Monday, November 21, 2011

Les Triaboliques Travels The Globe


Les Triaboliques is a group whose entire existance is a study in patience and perserverance. This collaboration between Ben Mandelson, Lu Edmonds, and Justin Adams is the culmination of a decades-long exhaustive quest to absorb and utilize the planet's panoply of sound. Having done this individually for ages, it only made sense that these artists would allow their paths to cross, would record together, and that their album, rivermudtwilight would see the light of day.

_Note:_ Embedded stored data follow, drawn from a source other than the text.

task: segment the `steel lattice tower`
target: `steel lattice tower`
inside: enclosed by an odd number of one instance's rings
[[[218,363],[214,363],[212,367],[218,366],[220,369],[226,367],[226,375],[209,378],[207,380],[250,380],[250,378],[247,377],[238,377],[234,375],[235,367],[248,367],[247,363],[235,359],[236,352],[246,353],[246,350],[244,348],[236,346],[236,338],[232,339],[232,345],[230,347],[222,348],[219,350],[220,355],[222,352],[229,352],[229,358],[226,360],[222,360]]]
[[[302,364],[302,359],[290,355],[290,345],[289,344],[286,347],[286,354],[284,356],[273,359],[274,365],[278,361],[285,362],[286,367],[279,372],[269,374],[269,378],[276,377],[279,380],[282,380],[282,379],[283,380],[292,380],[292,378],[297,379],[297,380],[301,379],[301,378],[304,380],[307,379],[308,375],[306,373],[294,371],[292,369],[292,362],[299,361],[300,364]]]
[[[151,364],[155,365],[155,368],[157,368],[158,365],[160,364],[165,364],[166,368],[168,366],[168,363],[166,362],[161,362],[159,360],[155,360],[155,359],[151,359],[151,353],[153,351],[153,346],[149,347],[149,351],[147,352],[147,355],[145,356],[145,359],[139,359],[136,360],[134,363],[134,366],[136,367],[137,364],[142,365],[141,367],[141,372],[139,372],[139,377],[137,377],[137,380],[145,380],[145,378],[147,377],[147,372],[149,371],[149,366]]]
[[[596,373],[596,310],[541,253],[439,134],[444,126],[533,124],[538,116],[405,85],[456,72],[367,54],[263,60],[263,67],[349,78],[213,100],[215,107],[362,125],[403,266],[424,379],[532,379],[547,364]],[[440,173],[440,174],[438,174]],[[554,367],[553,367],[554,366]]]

rivermudtwilight is an album that while mostly composed by this British trio sounds as if it were on a worldwide excursion to exotic locales. Using both traditional and non-traditional/exotic instrumentation as well as vocals in various languages, Les Triaboliques has put together an album that feels about as British as Outer Mongolia. Intimate and quiet, rivermudtwilight represents a global trek of predominantly acoustic music that only occasionally hints at it's origin. With middle eastern, Balkan, and eastern European influences running through out so much of what Les Triaboliques play their sound is truly unique because of how it all blends together so seamlessly. See their awesome version of the Animals classic, "Don't Let Me Be Misunderstood," for a fine example of this. Here's a song that even your grandmother knows but thanks to these guys unique talent and years of experience they create something that sounds practically foreign and new; it's brilliant stuff.

Much of the material that Les Triaboliques writes is like that, a musical convergence of things that are known and unusual into something that sounds fresh and mysterious. rivermudtwilight is a enthralling and curious record that never ceases to entertain. This is an album of experience and world wariness. In Justin Adams words, "I think it's a record that couldn't have been made by younger people. In the playing and singing you can feel the years of dusty bus rides, chaotic soundchecks, ecstatic concerts, mastery, and confusion in roughly equal measures, a warts and all portrait of gnarly mavericks." Truer words could not have been spoken. It may have taken an eternity to get Justin Adams and his cohorts together but it's been worth the wait. Let's just hope it doesn't take another eternity before they decide to cross paths again and record another album as Les Triaboliques.